Cuando Androclo llegó al bosque, el corazón le latía con fuerza y las piernas le dolían. No conocía otro lugar seguro. Allí podría sobrevivir; se alimentaría de raíces y bayas y evitaría las fieras. No tenía muchas opciones. Si lo atrapaban, lo ejecutarían por ser un esclavo fugitivo.
Se preguntaba lo que sería vivir con el terror de ser descubierto. Cada piña que caía suavemente a la alfombra musgosa bajo sus pies bastaba para hacerlo saltar, y movía rápidamente la cabeza buscando con ojos muy abiertos la presencia de los soldados.
Necesitaba un refugio. Se percibía en el ambiente que iba a llover, y faltaba poco para que cayera la noche. Entre los árboles, observó una abertura en las rocas. Pensando que tal vez sería lo bastante grande para dormir solo una noche, se acercó.
De pronto, se detuvo. Acostado a la derecha de la abertura estaba un león. Por instinto, Androclo corrió, orando por que la bestia ya hubiera comido.
Ante la ausencia de ruidos que indicaran que lo perseguía el león, aminoró la marcha y luego se detuvo. Miró hacia atrás, y vio que el felino no lo había seguido. Es más, no hizo otro movimiento que girar la cabeza para mirarlo, y con bastante tristeza, a juicio de Androclo.
Lentamente, volvió sobre sus pasos. El león tenía dolor. Androclo le habló suavemente acariciándole la melena y el lomo, mientras buscaba la herida. Por fin la encontró. El animal tenía un corte profundo en la pata; la herida había estado sangrando por un tiempo y no daba señales de parar. Androclo desgarró un trozo de su túnica y le limpió la herida. El león se estremeció y rugió. Finalmente, se quedó dormido.

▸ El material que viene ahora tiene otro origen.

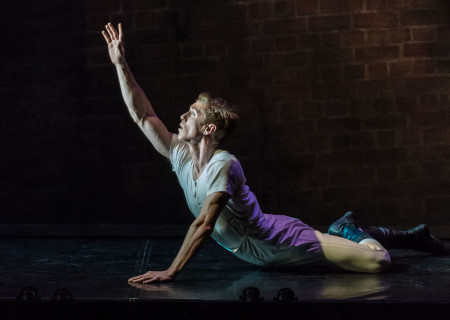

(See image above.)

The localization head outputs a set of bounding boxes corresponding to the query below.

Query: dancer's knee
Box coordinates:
[367,251,391,273]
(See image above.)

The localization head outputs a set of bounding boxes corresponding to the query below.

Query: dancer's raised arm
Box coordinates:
[102,23,172,158]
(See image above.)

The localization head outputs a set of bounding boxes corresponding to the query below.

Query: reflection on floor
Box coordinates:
[0,238,450,319]
[0,238,450,302]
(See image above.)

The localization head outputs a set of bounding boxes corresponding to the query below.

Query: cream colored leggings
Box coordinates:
[315,231,391,273]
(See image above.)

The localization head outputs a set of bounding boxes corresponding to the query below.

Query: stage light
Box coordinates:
[239,287,264,302]
[17,286,41,301]
[273,288,297,302]
[54,288,73,301]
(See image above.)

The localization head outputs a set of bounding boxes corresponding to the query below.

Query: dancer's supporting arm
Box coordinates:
[128,192,230,283]
[102,23,172,158]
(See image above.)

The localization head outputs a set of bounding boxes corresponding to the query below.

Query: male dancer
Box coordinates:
[102,23,446,283]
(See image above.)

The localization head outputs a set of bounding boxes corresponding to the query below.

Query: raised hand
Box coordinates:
[102,23,125,65]
[128,270,174,284]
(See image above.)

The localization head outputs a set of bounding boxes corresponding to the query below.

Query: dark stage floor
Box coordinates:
[0,238,450,319]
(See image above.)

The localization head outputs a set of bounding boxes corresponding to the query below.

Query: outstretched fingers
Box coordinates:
[102,31,111,44]
[119,23,123,43]
[106,23,119,40]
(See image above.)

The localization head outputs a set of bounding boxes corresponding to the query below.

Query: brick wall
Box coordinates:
[0,0,450,226]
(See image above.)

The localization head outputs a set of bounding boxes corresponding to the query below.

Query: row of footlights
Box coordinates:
[17,286,297,302]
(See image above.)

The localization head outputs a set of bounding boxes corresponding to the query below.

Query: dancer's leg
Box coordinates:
[316,231,391,273]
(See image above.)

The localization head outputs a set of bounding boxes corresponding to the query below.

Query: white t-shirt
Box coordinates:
[169,138,320,265]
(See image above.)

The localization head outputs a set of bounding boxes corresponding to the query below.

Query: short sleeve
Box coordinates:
[206,159,245,196]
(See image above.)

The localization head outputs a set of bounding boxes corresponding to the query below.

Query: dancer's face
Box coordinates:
[178,101,205,144]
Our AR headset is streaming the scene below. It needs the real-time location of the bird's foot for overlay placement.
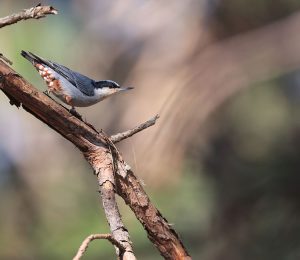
[43,89,51,97]
[69,107,83,121]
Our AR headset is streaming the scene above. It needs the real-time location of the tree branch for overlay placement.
[0,4,58,28]
[110,115,159,143]
[0,61,190,259]
[73,234,125,260]
[0,53,13,65]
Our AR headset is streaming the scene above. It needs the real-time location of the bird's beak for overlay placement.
[120,87,134,90]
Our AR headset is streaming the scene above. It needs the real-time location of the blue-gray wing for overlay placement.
[50,62,94,96]
[21,51,95,96]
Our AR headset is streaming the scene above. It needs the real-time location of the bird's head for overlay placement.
[94,80,133,97]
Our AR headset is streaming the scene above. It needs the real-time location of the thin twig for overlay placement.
[0,53,13,65]
[73,234,125,260]
[110,115,159,143]
[0,61,190,260]
[0,4,58,28]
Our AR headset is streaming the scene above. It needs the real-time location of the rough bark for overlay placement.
[0,61,190,259]
[0,4,57,28]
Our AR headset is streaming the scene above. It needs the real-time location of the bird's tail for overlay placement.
[21,51,45,64]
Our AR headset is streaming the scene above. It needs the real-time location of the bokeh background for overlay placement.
[0,0,300,260]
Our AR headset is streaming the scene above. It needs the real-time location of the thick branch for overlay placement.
[0,61,190,259]
[110,115,159,143]
[0,4,58,28]
[73,234,125,260]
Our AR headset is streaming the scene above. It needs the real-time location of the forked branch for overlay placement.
[0,61,190,260]
[73,234,125,260]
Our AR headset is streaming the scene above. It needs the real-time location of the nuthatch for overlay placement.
[21,51,133,111]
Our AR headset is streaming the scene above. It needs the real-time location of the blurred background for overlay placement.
[0,0,300,260]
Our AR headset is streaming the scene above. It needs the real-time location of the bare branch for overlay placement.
[0,4,58,28]
[73,234,125,260]
[0,53,13,65]
[110,115,159,143]
[0,61,190,260]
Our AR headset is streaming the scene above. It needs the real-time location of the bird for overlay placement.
[21,50,133,114]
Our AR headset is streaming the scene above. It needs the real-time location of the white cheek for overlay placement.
[95,88,116,97]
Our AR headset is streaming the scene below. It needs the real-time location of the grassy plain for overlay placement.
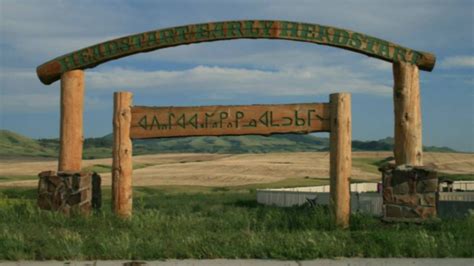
[0,186,474,260]
[0,152,474,260]
[0,152,474,187]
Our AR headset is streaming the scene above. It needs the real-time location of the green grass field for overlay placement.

En ese momento, las nubes soltaron su carga de lluvia. Androclo se metió en la cueva y se durmió de inmediato. Había corrido mucho desde la ciudad. Despertó un rato después, cuando el león se introdujo en la caverna arrastrando la pata y se quedó junto a él; luego el animal se desplomó dando un suspiro.
La cueva era amplia, y hombre y bestia convivieron durante varias semanas. Androclo encontró por allí cerca un manantial, y los dos cazaron para comer conforme a su necesidad.
Un día, mientras Androclo sacaba agua del arroyo, sintió algo puntiagudo que le presionaba el cuello.
—¡No te muevas! —le ordenó una voz áspera—. Ofrecen una buena recompensa por los esclavos fugitivos. Ponte de pie poco a poco.
Obligado a volver a la ciudad, Androclo pensó en su amigo el león, sabiendo que jamás volverían a verse. Lo llevaron ante el emperador para que lo enjuiciara y se lo sentenció a muerte. Los soldados lo encerraron a una celda de piedra bajo el circo hasta que llegara el momento de la ejecución.
Llegó el día en que lo sacaron al circo. La multitud vomitaba palabras de odio, y se puso a ovacionar cuando soltaron al león. El animal no había comido en varios días, y los soldados lo habían azuzado para enojarlo y volverlo más feroz. Al ver al esclavo, rugió y se dirigió precipitadamente hacia su presa.
Androclo sabía que no tenía ninguna posibilidad de sobrevivir. De todos modos, tensó los músculos para la lucha, preparándose para sentir el dolor. Qué distinto de cuando había trabado amistad con un león doliente, no uno al que habían azuzado y aguijoneado para enfurecerlo. Cerró los ojos, esperando sentir todo el peso del animal y haciéndose fuerte para resistir los primeros zarpazos.
Pero en vez de un dolor lacerante, Androclo sintió la lengua del león le lamiéndole la cara mientras lo derribaba al suelo.
Abrió los ojos, y se vio cara a cara con su amigo del bosque. En vez de abalanzarse sobre él para matarlo, ni siquiera después de días de hambre y tormentos, el felino al que había dado tiernos cuidados le hacía fiestas como si de un amistoso perro se tratara.
Se hizo súbitamente el silencio entre la multitud. El emperador estaba atónito. Pidió que se llamara a Androclo a su presencia, y este le contó su experiencia.
El emperador anunció: «Androclo y su león quedan en libertad. Hay que recompensar generosamente este sorprendente gesto de amabilidad y gratitud entre enemigos acérrimos».